Raúl Aguirre-Gamboa and Niek de Klein
2018-11-29
DeconCell is an r package containing models for predicting the proportions of circulating immune cell subpopulations using bulk gene expression data from whole blood. Models were built using an elastic net and training in 95 healthy dutch volunteers from the 500FG cohort with FACS quantification of 73 circulating cell subpopulations as described in our previous publication. For additional details on methods and results please go our manuscript.
library(devtools)
#install_github("molgenis/systemsgenetics/Decon2/DeconCell")

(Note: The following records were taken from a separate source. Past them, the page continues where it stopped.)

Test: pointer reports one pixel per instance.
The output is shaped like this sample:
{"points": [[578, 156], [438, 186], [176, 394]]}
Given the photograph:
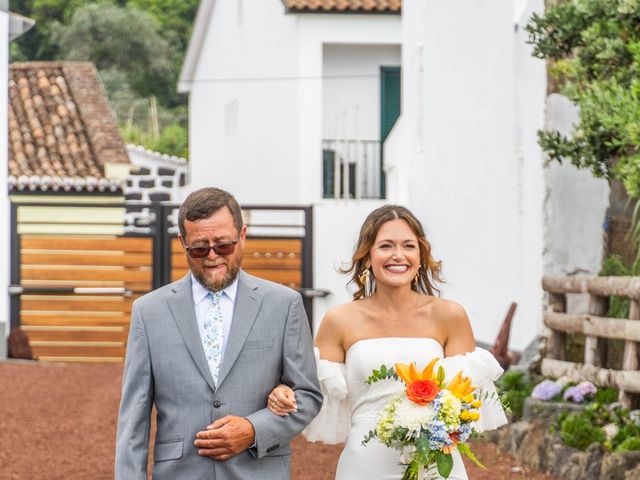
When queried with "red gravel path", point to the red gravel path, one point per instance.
{"points": [[58, 422]]}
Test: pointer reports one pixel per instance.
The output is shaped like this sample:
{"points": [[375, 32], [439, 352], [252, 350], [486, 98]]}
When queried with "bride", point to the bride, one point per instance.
{"points": [[396, 316]]}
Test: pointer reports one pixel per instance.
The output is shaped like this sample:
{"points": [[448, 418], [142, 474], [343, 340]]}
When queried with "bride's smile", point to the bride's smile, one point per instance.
{"points": [[395, 254]]}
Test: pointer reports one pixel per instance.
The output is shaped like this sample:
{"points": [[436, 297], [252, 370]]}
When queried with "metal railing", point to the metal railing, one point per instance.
{"points": [[352, 169]]}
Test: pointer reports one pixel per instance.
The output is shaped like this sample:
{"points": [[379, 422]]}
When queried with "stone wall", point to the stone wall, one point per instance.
{"points": [[155, 177]]}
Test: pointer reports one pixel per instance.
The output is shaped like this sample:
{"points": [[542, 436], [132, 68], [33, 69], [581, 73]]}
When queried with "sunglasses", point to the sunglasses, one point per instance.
{"points": [[223, 248]]}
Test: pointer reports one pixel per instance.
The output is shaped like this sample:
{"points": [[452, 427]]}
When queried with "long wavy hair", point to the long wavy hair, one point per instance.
{"points": [[430, 272]]}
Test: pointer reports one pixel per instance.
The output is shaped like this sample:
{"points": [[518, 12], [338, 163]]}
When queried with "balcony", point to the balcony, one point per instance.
{"points": [[352, 169]]}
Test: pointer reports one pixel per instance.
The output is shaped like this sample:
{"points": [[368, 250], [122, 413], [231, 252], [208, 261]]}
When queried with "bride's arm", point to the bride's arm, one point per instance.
{"points": [[459, 336], [329, 338], [281, 400]]}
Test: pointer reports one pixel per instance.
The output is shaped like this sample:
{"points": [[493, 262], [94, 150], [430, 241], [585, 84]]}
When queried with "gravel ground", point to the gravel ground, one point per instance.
{"points": [[58, 422]]}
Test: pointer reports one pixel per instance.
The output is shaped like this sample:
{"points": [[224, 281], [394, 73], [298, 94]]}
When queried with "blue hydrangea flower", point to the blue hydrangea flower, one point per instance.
{"points": [[546, 390]]}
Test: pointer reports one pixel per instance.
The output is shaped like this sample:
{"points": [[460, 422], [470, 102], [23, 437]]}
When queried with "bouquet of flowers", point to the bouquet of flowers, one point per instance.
{"points": [[428, 420]]}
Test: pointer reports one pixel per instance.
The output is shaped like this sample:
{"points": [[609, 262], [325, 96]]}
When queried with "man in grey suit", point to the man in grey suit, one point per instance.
{"points": [[206, 351]]}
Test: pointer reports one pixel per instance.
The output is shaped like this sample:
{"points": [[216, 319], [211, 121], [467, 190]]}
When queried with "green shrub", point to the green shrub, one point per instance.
{"points": [[578, 430], [606, 395], [514, 388]]}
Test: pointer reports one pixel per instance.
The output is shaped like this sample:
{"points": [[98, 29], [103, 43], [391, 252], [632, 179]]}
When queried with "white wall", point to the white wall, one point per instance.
{"points": [[5, 226], [256, 98], [463, 156], [351, 89], [575, 205], [243, 108], [336, 224], [316, 31]]}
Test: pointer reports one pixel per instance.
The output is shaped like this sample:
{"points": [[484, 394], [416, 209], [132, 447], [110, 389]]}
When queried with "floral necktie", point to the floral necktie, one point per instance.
{"points": [[213, 335]]}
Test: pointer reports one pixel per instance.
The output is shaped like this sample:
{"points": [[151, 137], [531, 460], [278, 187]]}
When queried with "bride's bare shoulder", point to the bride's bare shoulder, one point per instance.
{"points": [[448, 310], [338, 315]]}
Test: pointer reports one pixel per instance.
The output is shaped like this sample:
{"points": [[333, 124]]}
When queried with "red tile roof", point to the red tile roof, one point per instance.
{"points": [[61, 128], [359, 6]]}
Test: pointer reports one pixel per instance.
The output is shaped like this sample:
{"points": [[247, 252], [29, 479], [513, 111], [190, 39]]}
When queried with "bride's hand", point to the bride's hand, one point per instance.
{"points": [[282, 401]]}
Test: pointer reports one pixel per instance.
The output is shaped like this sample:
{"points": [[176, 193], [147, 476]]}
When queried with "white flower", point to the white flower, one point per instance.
{"points": [[412, 416]]}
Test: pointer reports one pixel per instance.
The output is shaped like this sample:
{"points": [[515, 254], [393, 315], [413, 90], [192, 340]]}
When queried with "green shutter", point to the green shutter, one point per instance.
{"points": [[389, 100], [328, 165], [389, 111]]}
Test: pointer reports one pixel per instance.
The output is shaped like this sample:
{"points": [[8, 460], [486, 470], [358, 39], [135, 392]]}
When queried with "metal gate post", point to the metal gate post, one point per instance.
{"points": [[14, 276], [307, 261]]}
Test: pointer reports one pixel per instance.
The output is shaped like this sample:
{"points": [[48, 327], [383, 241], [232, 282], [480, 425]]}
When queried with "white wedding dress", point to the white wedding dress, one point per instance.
{"points": [[351, 407]]}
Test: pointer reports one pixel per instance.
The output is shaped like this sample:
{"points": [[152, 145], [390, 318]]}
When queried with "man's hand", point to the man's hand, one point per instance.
{"points": [[226, 437]]}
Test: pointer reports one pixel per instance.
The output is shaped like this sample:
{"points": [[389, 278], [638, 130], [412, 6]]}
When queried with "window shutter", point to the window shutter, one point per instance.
{"points": [[389, 100]]}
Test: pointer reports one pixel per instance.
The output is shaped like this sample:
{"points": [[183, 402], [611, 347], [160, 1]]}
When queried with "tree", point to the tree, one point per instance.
{"points": [[594, 50], [174, 16], [123, 39]]}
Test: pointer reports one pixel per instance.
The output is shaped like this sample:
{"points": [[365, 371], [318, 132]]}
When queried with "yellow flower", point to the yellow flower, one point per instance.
{"points": [[468, 398], [460, 386], [409, 373]]}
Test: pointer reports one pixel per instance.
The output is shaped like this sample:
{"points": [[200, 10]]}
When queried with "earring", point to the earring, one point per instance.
{"points": [[367, 282], [416, 279]]}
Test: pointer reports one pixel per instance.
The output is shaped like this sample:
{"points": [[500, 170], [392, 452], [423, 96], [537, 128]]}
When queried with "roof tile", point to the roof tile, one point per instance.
{"points": [[361, 6], [61, 128]]}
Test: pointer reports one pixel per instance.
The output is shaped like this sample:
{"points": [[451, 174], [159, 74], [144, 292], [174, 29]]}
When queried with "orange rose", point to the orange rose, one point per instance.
{"points": [[422, 391]]}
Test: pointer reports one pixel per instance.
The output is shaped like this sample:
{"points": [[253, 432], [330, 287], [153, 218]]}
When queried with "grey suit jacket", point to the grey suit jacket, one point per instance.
{"points": [[269, 343]]}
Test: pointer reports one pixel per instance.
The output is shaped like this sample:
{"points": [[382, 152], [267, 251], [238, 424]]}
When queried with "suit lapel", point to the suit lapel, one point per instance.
{"points": [[245, 310], [181, 305]]}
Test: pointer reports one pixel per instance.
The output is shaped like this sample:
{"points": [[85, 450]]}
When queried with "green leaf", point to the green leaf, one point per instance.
{"points": [[411, 472], [445, 464], [464, 449]]}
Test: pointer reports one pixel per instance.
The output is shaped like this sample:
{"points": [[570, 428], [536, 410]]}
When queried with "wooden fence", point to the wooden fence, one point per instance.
{"points": [[76, 269], [81, 326], [598, 331]]}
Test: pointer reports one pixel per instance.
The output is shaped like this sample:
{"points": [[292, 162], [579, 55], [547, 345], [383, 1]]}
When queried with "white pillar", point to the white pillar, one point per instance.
{"points": [[5, 227]]}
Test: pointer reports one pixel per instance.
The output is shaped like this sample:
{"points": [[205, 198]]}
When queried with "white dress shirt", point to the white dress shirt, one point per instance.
{"points": [[202, 303]]}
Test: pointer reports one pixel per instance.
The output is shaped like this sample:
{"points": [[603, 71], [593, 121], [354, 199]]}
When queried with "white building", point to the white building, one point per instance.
{"points": [[271, 82], [11, 27]]}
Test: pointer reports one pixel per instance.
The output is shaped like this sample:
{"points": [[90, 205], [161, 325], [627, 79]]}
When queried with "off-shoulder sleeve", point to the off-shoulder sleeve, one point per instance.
{"points": [[483, 369], [332, 424]]}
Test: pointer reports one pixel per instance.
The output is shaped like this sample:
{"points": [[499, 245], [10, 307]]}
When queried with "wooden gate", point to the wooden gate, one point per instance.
{"points": [[72, 293]]}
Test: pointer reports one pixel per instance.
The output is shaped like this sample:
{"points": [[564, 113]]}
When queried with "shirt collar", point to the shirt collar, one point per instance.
{"points": [[199, 292]]}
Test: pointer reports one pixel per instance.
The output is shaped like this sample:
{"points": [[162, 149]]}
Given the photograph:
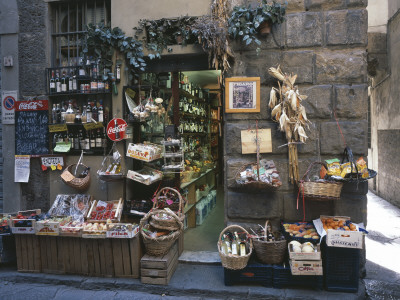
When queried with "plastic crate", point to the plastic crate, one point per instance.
{"points": [[253, 273], [341, 268], [283, 278]]}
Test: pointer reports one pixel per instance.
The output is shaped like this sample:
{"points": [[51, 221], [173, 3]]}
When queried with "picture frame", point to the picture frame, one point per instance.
{"points": [[242, 95]]}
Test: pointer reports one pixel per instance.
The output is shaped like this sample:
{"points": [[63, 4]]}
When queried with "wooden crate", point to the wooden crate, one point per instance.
{"points": [[28, 253], [159, 269]]}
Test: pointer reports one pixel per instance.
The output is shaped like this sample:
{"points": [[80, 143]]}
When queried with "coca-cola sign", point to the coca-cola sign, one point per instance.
{"points": [[32, 105], [116, 129]]}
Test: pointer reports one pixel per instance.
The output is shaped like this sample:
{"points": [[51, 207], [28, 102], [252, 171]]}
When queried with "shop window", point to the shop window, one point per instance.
{"points": [[69, 20]]}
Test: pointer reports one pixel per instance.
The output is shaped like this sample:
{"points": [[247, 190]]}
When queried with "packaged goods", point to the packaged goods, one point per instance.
{"points": [[333, 167]]}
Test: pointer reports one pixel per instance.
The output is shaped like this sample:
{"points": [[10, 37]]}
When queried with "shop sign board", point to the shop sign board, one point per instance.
{"points": [[8, 99], [116, 129]]}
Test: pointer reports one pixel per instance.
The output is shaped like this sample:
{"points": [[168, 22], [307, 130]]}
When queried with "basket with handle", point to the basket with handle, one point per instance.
{"points": [[319, 190], [354, 175], [160, 245], [68, 176], [270, 252], [234, 262], [162, 221]]}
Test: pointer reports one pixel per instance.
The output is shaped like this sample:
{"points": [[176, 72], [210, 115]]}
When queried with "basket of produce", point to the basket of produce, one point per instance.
{"points": [[171, 199], [349, 170], [158, 242], [319, 189], [270, 247], [77, 175], [301, 232], [234, 247]]}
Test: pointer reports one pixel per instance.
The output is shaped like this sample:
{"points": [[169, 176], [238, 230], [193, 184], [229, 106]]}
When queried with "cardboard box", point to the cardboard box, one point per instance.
{"points": [[142, 177], [304, 255], [130, 232], [46, 227], [341, 238], [23, 230], [141, 153], [306, 267]]}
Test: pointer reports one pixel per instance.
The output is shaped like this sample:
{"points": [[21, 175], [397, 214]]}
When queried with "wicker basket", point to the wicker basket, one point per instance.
{"points": [[159, 246], [234, 262], [68, 177], [319, 191], [270, 252], [167, 224]]}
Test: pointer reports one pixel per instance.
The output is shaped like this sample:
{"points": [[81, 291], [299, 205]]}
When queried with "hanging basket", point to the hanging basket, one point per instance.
{"points": [[319, 191], [158, 220], [355, 175], [270, 252], [159, 246], [233, 262]]}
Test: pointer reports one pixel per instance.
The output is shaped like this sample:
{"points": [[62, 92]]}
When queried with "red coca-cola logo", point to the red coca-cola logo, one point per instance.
{"points": [[32, 105], [116, 129]]}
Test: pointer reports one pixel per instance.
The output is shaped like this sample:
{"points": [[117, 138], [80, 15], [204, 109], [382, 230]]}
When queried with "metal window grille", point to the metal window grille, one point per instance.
{"points": [[69, 20]]}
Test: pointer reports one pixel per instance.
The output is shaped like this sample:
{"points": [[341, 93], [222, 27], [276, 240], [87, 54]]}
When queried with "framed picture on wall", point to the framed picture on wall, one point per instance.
{"points": [[242, 95]]}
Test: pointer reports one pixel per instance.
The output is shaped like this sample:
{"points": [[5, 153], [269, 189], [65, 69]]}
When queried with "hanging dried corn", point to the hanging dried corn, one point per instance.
{"points": [[287, 110]]}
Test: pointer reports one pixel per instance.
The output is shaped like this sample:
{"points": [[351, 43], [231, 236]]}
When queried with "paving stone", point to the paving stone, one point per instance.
{"points": [[341, 67], [304, 29], [346, 27], [352, 101]]}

Let's load and pre-process our example data. These are 5 samples with > ~40k genes quantified. These are gene read counts, we need to approximate the example data to a normal-like distribution and account for library sizes. In order to do this, we use the dCell.expProcessing
function. This function will perform a TMM normalization (as described in the edgeRpackage) a log2(counts+1) and scale (z-transformation) per gene.
library(DeconCell)
library(edgeR)
## Loading required package: limma
library(tidyverse)
## ── Attaching packages ────────────────────────────────── tidyverse 1.2.1 ──
## ✔ ggplot2 3.0.0 ✔ purrr 0.2.5
## ✔ tibble 1.4.2 ✔ dplyr 0.7.6
## ✔ tidyr 0.8.1 ✔ stringr 1.3.1
## ✔ readr 1.1.1 ✔ forcats 0.3.0
## ── Conflicts ───────────────────────────────────── tidyverse_conflicts() ──
## ✖ dplyr::filter() masks stats::filter()
## ✖ dplyr::lag() masks stats::lag()
library(ghibli)
data("count.table")
dCell.exp <- dCell.expProcessing(count.table, trim = TRUE)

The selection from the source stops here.